[White Paper Reading] Twine, cluster management system at Meta
Twine is the cluster management system at Meta, published at Twine: A Unified Cluster Management System for Shared Infrastructure.
Twine is a regional, managing the infrastructure of data centers consisting of millions of machines. It is designed to be power efficient and general for various types of workloads. To achieve this, there are 3 key design decisions they madej.
Dynamic machine partitioning. Instead of statically partitioning machines into different clusters and assign jobs to clusters, Twine design machines as dynamic resources, and can be added or removed from a logical unit called an entitlement. An entitlement is where th job is assigned to, thus the tasks of a job can be scheduled on machines across different availability zones (domains).This design significantly improves the utilization of machines, as idle machines can be reassigned to different entitlements.
Customization in shared infrastructure. Since machines are dynamic resources, there should be approaches to custom the machines to meet requirements of various workloads. Twine make this available by allowing their users to set up their own host profiles, so that when a machine joins an entitlement, before assigning tasks to it, Twine will configure the machine according to the host profile, for example, change the page size or switch the file system. Host customization avoid the need to specialize different machine types for different workloads, by simply enabling users to make the decision.
Small machines. As machines are dynamic and customizable, Twine further enhance the restriction on machines by using the same machine size: 1 18-core CPU with 64GB Ram. This design simplifies the management of machines, and also makes the machine more power efficient, they can make more fine-grained control at machine level.
In the paper, they mentioned Kubernetes multiple times as a comparison.
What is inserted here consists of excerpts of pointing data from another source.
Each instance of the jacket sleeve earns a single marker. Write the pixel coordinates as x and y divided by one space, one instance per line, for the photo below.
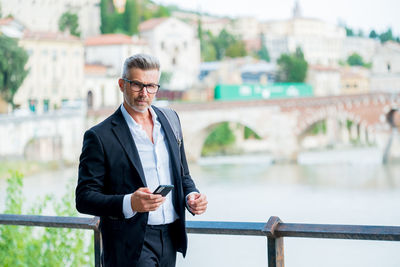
90 194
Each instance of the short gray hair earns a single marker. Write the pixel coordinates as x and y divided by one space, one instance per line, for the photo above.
140 61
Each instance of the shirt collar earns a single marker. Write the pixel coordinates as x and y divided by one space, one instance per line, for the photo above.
132 123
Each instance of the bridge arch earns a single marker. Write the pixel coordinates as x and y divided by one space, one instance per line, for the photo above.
198 138
330 128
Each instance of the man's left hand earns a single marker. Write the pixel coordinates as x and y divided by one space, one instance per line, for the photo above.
197 203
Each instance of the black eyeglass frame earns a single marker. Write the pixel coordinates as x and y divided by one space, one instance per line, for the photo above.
142 85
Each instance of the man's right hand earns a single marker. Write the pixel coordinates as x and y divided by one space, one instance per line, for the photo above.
143 200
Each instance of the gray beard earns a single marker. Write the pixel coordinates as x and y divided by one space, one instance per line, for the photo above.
136 109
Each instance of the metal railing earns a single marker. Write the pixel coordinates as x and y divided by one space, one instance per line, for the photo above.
275 230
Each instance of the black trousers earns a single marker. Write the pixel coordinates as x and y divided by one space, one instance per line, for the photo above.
158 248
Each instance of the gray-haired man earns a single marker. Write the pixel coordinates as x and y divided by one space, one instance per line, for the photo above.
123 160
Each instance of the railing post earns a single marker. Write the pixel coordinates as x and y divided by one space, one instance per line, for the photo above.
97 242
97 248
275 243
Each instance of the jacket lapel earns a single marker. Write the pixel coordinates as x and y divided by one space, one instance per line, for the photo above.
171 139
121 131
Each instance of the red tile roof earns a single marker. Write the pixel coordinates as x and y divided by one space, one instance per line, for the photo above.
6 21
55 36
95 69
111 39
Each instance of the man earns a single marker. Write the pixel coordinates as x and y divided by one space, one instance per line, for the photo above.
123 160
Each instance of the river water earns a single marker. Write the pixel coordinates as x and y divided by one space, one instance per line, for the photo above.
365 194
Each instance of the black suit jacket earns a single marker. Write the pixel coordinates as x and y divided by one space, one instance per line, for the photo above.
109 168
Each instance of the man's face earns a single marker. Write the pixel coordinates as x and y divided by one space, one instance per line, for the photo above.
141 100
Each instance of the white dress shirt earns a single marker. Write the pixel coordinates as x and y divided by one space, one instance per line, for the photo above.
156 166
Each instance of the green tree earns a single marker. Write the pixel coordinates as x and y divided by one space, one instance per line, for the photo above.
292 67
165 78
12 68
373 34
69 21
355 60
236 49
263 52
386 36
162 12
349 31
25 246
208 52
131 17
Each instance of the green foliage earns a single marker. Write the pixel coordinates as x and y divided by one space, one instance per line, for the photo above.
217 47
220 139
162 12
29 246
386 36
373 34
208 52
349 31
165 77
12 68
250 134
105 11
131 17
318 128
355 60
263 52
128 21
292 67
69 21
236 49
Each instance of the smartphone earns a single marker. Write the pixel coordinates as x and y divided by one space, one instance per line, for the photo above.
163 190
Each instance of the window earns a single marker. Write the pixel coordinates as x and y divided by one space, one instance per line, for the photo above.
32 104
45 105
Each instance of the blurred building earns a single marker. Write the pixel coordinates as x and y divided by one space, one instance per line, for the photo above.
355 80
321 42
101 87
44 15
386 68
55 71
112 49
365 47
325 80
176 45
55 66
245 28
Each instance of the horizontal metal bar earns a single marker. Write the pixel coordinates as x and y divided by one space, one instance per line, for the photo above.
225 228
364 232
50 221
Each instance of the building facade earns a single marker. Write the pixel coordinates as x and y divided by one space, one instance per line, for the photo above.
112 49
321 42
101 87
176 45
386 68
55 75
43 15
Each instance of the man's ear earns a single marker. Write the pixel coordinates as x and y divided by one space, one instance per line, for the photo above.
121 85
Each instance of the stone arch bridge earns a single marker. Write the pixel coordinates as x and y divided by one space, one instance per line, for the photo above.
282 124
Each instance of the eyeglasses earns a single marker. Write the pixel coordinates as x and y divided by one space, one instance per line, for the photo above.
137 86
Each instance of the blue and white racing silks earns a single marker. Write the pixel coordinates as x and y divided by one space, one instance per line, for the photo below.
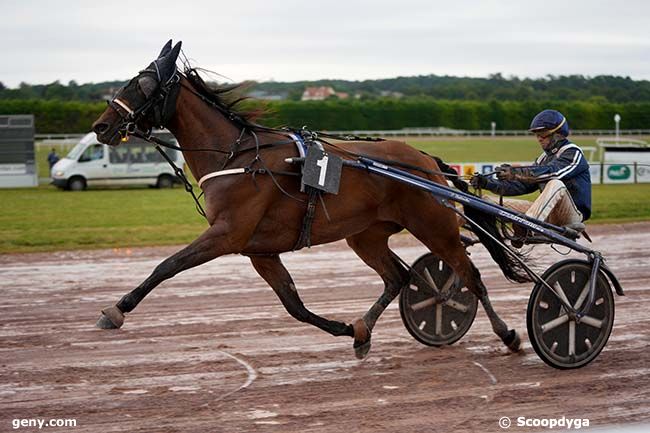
565 162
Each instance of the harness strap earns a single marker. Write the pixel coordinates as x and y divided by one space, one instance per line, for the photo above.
221 173
304 239
123 104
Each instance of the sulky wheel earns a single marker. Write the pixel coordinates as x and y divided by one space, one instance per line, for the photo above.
436 309
560 340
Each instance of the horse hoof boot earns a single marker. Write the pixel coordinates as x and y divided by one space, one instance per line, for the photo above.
111 318
361 339
513 341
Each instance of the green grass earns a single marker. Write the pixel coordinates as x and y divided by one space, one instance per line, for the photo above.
47 219
489 149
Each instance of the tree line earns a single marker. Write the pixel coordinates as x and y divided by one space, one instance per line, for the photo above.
54 116
495 87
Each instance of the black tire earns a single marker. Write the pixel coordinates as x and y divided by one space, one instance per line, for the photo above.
430 322
165 181
559 341
77 183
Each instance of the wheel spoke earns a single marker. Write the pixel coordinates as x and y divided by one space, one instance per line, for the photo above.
587 320
457 305
572 338
555 323
448 283
560 292
438 328
423 304
431 282
582 297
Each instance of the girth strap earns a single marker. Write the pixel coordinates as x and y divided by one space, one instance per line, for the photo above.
304 240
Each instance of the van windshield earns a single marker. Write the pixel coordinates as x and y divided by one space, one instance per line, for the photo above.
79 148
76 151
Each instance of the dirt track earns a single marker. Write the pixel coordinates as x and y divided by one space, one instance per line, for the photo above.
213 349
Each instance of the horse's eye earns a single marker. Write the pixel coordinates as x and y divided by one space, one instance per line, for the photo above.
147 85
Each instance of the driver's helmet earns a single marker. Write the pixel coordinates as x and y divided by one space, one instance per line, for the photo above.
548 122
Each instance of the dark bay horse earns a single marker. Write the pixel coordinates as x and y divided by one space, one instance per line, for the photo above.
259 215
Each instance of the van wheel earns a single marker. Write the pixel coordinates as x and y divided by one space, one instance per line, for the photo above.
165 181
77 184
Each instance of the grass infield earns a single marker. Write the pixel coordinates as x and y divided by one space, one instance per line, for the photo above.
47 219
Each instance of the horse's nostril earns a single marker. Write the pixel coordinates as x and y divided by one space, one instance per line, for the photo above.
100 128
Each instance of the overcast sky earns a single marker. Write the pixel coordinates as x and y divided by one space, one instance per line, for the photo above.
290 40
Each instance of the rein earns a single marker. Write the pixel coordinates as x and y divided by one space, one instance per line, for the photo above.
161 111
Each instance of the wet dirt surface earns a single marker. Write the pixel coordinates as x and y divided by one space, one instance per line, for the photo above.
213 349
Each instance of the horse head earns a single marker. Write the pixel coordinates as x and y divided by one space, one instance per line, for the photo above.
147 101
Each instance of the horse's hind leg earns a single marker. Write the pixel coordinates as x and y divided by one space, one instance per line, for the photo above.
372 247
276 275
440 235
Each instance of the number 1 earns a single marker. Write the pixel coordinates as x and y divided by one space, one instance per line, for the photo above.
322 163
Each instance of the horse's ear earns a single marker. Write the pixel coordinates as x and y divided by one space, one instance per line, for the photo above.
167 64
166 49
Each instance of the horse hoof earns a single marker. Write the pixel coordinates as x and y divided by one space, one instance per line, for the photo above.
361 351
361 339
513 341
111 318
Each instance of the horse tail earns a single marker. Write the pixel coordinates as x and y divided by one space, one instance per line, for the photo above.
488 232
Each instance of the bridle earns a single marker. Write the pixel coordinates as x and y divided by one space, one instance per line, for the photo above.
162 104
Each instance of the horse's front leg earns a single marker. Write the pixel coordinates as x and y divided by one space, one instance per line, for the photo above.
214 242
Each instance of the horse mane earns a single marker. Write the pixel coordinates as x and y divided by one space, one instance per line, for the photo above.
228 98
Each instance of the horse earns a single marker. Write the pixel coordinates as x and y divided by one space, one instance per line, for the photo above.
258 211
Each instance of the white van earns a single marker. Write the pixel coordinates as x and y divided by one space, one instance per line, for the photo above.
135 162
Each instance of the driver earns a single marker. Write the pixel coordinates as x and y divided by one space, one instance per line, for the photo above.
561 172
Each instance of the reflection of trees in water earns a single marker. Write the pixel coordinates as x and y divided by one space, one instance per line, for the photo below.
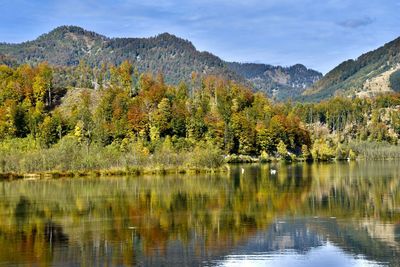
133 220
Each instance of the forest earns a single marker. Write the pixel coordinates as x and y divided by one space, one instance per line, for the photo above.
113 117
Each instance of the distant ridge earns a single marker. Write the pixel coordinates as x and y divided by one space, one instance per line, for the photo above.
176 58
372 73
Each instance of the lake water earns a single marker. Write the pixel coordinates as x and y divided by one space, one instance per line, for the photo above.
344 214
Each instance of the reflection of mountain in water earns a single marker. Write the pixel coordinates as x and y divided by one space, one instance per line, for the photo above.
195 221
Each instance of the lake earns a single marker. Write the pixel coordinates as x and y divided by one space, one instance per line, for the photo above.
339 214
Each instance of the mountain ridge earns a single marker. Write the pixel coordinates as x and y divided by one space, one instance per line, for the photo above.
175 57
353 77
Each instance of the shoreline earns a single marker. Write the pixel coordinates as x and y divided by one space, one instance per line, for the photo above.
139 171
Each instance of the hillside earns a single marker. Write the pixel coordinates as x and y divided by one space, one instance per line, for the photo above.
277 81
371 73
176 58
Besides the one mentioned above, the key difference between Twine and Kubernetes are:
Scalability. While Kubernetes has a limitation of 5k nodes, Twine can scale to manage millions of machines.
Sharding instead of federation. The scalability of Twine is achieved by sharding the Twine, and each entitlement belongs to a shard. Honestly speaking, I personally think this is similar to Kubernetes federation, and the key difference is that Twine can scale more smooth by simply adding more shards.
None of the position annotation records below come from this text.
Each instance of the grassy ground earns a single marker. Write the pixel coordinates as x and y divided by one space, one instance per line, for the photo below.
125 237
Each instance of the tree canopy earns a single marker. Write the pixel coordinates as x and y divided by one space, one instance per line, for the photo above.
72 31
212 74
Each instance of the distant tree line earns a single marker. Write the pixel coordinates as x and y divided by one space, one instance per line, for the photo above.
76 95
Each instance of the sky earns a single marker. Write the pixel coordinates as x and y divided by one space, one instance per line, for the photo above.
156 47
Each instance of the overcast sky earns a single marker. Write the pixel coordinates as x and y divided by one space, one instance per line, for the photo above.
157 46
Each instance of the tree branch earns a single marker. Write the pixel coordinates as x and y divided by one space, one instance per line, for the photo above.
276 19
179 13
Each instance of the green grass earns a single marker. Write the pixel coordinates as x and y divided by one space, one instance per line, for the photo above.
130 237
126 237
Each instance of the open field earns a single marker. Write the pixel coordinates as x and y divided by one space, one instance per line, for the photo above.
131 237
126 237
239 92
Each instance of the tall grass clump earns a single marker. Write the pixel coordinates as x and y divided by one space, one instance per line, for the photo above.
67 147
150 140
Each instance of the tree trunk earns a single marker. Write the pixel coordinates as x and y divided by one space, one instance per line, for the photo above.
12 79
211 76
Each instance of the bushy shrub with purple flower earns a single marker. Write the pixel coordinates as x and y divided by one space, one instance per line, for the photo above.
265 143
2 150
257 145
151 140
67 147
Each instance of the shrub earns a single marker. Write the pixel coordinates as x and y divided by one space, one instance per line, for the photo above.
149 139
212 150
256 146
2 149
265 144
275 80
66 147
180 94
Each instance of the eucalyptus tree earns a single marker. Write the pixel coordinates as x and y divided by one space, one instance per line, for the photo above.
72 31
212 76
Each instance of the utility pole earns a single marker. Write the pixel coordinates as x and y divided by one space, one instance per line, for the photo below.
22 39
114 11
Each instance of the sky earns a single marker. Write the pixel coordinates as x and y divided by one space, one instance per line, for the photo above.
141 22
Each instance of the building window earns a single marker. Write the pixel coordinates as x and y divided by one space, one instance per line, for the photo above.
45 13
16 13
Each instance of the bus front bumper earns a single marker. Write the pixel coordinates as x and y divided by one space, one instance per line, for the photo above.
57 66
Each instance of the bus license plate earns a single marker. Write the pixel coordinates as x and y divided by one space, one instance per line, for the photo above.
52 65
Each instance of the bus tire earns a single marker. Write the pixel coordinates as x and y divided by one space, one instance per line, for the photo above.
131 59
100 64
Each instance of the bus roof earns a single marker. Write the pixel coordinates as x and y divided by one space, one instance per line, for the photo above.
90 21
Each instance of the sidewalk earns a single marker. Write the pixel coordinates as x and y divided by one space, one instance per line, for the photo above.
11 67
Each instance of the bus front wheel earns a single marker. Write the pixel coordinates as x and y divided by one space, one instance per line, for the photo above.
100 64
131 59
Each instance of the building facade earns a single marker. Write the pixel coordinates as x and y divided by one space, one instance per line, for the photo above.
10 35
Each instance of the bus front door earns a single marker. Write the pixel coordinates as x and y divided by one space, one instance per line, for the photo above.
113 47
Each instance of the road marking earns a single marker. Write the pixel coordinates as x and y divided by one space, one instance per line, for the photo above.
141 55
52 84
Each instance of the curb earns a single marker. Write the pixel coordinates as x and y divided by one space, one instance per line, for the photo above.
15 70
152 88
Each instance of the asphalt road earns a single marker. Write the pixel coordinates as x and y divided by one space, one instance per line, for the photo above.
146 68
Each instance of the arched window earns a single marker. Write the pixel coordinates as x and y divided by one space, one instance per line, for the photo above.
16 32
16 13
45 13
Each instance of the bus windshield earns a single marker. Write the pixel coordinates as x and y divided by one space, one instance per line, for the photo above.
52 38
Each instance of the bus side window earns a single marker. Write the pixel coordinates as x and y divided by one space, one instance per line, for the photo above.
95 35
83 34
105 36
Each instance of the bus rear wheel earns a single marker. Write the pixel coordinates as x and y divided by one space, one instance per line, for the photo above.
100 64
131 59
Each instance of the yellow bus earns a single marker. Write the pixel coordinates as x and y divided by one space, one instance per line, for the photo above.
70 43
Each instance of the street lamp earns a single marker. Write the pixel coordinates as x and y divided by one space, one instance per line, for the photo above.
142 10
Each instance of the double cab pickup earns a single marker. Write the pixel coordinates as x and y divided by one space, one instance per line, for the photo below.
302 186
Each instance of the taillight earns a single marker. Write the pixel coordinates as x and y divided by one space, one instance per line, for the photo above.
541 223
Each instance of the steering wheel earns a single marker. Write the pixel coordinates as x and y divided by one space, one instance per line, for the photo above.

Fine-grained control by application feedback. In Twine, there is a TaskControl API, where Twine send requests to applications to enable applications to decide which task can be deleted or rescheduled. This makes Twine more flexible, especially when managing stateful distributed systems such as a paxos-based key-value store: the kv store can decide which replica can be deleted to avoid downtime.
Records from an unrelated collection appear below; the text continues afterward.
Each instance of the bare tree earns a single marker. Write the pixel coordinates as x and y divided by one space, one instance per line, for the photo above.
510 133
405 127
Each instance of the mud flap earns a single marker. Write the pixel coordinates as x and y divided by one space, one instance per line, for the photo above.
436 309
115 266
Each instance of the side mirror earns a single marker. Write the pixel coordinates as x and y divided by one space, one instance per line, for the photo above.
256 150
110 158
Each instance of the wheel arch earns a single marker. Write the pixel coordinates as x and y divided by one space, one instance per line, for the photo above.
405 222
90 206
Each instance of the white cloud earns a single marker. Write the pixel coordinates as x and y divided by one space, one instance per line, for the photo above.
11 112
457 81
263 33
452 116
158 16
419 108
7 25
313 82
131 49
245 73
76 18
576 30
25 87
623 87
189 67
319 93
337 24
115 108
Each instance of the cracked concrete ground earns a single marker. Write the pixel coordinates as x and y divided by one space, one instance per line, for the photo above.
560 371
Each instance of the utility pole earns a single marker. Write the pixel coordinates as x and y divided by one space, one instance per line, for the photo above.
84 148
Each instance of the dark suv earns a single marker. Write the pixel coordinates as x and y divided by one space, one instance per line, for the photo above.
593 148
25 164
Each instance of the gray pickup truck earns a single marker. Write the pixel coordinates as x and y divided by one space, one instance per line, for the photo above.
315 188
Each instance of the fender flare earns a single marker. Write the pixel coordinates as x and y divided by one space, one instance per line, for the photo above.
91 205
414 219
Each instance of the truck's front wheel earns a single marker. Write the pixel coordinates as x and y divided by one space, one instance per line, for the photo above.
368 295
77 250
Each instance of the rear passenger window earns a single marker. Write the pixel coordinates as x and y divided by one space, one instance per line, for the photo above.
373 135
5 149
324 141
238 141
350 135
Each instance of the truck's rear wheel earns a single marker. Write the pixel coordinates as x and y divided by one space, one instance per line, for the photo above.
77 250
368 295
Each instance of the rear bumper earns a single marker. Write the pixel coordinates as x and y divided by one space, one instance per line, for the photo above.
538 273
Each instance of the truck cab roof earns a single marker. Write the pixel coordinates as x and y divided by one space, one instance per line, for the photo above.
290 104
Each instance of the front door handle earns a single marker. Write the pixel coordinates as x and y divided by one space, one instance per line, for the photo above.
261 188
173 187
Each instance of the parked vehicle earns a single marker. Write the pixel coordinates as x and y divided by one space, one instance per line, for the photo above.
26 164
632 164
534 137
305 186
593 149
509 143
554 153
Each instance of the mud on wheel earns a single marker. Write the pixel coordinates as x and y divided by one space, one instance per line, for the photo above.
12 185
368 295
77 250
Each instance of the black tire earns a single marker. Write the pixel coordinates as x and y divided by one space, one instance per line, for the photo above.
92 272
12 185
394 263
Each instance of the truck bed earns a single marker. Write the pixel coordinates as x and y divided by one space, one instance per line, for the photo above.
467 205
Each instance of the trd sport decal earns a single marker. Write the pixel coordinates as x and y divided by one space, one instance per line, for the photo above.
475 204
Asynchronous rescheduling. Once a pod is scheduled in Kubernetes, Kubernetes will not reschedule it unless it is deleted or the node is down. In Twine, the task is scheduled to a machine within a very short time to make the scheduling more efficient, thus it performs better when peak load comes. Then an asynchronous rescheduling is keep running, to reschedule tasks to improve the utilization of machines. This is a balanced design between performance and power efficiency.